How Close to Regular Must a Multipartite Tournament Be to Secure a Given Path Covering Number?

Abstract

If $x$ is a vertex of a digraph $D$, then we denote by $d^{+}(x)$ and $d^{-}(x)$ the outdegree and the indegree of $x$, respectively. The global irregularity of a digraph $D$ is defined by $i_g(D)=max\{d^{+}(x),d^{-}(x)\}–min\{d^{+}(y),d^{-}(y)\}$ over all vertices $x$ and $y$ of $D$ (including $x=y$).

A $c$-partite tournament is an orientation of a complete $c$-partite graph. Recently, Volkmann and Winzen $[9]$ proved that $c$-partite tournaments with $i_g(D)=1$ and $c\ge 3$ or $i_g(D)=2$ and $c\ge 5$ contain a Hamiltonian path. Furthermore, they showed that these bounds are best possible.

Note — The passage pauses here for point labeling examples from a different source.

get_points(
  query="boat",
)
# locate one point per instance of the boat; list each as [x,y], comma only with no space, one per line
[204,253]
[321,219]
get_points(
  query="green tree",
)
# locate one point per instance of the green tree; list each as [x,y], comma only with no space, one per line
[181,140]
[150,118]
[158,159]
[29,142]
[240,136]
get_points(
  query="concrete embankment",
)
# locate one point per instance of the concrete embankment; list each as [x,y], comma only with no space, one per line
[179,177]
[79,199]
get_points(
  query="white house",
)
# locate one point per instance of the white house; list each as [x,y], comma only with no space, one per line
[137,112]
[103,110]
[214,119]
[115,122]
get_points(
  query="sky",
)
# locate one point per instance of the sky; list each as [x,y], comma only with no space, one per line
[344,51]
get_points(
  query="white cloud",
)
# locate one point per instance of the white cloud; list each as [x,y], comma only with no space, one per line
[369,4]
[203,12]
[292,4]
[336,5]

Now, it is a natural question to generalize this problem by asking for the minimal value $g(i,k)$ with $i,k\ge 1$ arbitrary such that all $c$-partite tournaments $D$ with $i_g(D)\le i$ and $c\ge g(i,k)$ have a path covering number $pc(D)\le k$. In this paper, we will prove that $4i-4k\le g(i,k)\le 4i-3k-1$, when $i\ge k+2$. Especially in the case $k=1$, this yields that $g(i,1)=4i-4$, which means that all $c$-partite tournaments $D$ with the global irregularity $i_g(D)=i$ and $c\ge 4i-4$ contain a Hamiltonian path.